Search code examples
pythonxmlminidom

Python minidom extract text from XML


Python beginner here. I am trying to parse the structure of an XML file, using minidom. The XML structure is like this:

...
    <Node Precode="1">
        <Text Id="9">sometext 1</Text>
    </Node>
...

I am trying to add all node elements into a list, using a recursive function (not of my own design, found on stackoverflow and adapted to my needs). The current status is this:

from xml.dom import minidom
list_to_write=[]
def parse_node(root):
    if root.childNodes:
        for node in root.childNodes:
            if node.nodeType == node.ELEMENT_NODE:
                new_node = [node.tagName,node.parentNode.tagName,node.getAttribute('Precode'),node.attributes.items()]

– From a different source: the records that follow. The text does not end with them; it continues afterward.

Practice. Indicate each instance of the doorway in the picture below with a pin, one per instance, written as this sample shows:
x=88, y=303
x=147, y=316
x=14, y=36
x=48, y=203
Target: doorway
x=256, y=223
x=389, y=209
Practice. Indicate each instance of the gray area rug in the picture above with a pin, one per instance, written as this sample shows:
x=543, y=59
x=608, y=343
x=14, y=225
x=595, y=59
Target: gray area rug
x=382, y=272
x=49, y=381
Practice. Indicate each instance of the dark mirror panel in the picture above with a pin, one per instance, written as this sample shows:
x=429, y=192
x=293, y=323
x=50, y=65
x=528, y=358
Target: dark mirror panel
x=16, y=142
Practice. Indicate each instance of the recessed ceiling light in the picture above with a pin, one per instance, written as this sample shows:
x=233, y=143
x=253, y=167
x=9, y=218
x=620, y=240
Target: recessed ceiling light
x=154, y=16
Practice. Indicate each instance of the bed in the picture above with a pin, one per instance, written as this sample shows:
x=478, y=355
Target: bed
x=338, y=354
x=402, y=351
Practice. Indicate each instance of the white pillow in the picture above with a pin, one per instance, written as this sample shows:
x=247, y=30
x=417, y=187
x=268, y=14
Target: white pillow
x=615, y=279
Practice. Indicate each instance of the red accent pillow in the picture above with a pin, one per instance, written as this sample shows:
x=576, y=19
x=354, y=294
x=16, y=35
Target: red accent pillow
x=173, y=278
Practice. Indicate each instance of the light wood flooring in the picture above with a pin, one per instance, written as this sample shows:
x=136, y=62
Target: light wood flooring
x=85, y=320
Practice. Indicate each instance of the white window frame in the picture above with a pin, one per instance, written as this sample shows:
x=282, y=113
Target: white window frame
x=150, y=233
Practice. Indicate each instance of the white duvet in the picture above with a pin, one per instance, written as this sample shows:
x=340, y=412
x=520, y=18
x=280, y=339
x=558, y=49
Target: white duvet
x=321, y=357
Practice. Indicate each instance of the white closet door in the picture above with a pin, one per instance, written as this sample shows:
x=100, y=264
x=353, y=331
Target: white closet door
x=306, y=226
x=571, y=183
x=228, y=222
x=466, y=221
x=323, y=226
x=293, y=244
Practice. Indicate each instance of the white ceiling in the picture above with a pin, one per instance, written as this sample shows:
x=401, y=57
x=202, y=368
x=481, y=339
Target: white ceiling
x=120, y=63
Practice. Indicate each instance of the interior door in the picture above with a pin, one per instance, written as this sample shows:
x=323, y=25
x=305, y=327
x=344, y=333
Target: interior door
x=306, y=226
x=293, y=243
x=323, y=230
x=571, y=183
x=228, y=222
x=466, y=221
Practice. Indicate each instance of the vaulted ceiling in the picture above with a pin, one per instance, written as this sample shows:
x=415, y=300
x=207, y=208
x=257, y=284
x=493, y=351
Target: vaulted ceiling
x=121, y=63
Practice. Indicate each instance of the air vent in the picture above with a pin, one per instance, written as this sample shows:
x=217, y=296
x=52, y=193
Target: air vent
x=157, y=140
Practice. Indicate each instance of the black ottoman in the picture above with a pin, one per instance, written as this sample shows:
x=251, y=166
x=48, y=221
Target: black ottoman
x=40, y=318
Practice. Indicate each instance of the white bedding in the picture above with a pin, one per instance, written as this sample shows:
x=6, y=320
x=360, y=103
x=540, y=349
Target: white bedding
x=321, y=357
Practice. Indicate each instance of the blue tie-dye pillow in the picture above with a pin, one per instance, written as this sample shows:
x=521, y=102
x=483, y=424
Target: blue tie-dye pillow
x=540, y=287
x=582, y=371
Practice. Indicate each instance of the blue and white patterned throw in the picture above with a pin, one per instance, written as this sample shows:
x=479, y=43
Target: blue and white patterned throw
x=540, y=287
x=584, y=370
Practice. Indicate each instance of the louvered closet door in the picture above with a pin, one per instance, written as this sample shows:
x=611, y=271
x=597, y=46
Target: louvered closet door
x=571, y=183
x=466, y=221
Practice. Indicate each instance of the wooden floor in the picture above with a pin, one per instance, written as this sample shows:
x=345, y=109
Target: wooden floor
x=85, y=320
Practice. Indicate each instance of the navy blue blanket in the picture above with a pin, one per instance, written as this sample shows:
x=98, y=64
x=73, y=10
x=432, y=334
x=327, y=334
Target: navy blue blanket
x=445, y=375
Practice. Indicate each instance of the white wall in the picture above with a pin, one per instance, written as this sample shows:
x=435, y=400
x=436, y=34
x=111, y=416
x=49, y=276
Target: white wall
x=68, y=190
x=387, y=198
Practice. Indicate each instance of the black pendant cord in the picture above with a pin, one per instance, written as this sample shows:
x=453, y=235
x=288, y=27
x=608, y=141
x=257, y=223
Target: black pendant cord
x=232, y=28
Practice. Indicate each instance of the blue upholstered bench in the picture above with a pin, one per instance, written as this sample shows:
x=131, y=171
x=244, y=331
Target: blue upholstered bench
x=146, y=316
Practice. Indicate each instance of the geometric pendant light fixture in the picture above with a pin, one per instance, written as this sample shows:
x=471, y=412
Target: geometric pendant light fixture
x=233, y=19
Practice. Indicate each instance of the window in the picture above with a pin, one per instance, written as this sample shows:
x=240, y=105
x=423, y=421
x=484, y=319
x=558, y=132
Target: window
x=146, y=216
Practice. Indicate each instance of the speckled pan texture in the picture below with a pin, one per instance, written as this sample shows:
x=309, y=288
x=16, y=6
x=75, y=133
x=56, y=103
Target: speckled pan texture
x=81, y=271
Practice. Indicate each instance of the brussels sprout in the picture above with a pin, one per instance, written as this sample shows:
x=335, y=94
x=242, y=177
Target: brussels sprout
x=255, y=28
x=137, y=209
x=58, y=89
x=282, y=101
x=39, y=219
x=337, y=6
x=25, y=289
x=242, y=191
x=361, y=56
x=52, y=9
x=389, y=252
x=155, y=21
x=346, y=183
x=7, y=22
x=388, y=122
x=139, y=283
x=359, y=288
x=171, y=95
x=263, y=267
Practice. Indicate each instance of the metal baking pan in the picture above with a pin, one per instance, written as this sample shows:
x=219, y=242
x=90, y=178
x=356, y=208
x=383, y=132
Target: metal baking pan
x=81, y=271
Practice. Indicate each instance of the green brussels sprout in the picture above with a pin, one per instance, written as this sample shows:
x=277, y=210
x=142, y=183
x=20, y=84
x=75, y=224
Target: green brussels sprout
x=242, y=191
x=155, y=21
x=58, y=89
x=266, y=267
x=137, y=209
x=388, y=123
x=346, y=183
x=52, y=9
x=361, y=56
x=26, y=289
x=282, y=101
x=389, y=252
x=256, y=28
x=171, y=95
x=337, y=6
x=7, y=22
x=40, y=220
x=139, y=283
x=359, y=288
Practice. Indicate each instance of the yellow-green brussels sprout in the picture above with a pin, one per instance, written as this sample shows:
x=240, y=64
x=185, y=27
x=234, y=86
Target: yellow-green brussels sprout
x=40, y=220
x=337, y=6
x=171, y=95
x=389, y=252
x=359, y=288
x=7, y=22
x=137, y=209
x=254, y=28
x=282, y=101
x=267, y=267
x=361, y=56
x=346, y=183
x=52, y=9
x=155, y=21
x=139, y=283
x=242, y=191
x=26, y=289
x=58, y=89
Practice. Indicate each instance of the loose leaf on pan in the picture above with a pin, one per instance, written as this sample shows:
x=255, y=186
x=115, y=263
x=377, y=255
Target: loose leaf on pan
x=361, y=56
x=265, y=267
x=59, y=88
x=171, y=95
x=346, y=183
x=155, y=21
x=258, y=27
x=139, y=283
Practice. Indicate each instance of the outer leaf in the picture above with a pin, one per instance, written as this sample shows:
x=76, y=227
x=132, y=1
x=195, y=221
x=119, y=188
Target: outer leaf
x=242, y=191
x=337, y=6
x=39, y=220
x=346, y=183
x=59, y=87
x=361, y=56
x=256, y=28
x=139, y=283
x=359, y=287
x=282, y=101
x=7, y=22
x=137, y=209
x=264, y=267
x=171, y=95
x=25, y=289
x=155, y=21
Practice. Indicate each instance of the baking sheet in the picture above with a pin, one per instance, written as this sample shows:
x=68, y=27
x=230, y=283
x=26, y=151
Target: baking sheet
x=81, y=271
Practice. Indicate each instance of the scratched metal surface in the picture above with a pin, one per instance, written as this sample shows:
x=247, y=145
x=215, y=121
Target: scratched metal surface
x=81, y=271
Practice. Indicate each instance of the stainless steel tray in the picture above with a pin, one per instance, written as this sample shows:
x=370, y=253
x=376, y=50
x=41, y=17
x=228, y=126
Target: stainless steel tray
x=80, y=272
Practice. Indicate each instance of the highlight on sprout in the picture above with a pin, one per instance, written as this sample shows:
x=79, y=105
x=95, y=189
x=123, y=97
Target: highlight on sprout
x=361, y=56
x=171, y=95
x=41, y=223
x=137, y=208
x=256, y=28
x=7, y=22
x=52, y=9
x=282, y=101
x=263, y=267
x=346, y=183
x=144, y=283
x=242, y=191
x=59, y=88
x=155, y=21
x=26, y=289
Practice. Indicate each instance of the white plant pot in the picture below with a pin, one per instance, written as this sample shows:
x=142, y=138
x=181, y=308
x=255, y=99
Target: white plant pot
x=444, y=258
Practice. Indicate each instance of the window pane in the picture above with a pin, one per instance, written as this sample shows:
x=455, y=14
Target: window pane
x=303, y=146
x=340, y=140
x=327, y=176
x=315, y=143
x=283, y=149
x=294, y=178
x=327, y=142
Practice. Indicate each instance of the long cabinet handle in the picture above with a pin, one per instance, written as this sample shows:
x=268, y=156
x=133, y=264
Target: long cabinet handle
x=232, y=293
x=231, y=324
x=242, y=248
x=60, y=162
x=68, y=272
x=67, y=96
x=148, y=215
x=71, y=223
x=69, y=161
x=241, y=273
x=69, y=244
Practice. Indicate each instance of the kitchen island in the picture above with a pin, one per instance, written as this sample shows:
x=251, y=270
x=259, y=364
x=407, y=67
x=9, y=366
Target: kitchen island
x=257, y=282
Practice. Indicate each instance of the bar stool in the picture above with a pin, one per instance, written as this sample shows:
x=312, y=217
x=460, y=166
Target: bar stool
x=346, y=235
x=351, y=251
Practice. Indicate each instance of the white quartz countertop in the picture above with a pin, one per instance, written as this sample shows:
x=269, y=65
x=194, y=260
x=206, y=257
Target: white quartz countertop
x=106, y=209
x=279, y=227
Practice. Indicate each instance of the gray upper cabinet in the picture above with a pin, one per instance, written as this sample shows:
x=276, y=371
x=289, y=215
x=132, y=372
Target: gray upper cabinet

                list_to_write.append(new_node)

                parse_node(node)
    return list_to_write

How can I extract the "sometext" text and add it as an element in the list_to_write list?


Solution

  • I assume you have a nodes.xml:

    <?xml version="1.0" encoding="UTF-8"?>
    <root>
        <Node >
            <Text Id="9">sometext 1</Text>
        </Node>
        <Node >
            <Text Id="9">sometext 2</Text>
        </Node>
        <Node >
            <Text Id="9">sometext 3</Text>
        </Node>
        <Node >
            <Text Id="9">sometext 4</Text>
        </Node>
        <Node >
            <Text Id="9">sometext 5</Text>
        </Node>
        <Node>
            <Text Id="9">sometext 6</Text>
        </Node>
        <Node >
            <Text Id="9">sometext 7</Text>
        </Node>
    </root>
    

    And you can take the bellow code to get the texts :

    from xml.dom import minidom
    
    list_to_write=[]
    def parse_node():
        doc = minidom.parse("nodes.xml")
        root = doc.documentElement
    
        nodes = root.getElementsByTagName("Node")
        print doc
        for node in nodes:
            list_to_write.append(node.getElementsByTagName("Text")[0].childNodes[0].nodeValue)
    
    parse_node()
    
    print (list_to_write)
    

    The result is:

    [u'sometext 1', u'sometext 2', u'sometext 3', u'sometext 4', u'sometext 5', u'sometext 6', u'sometext 7']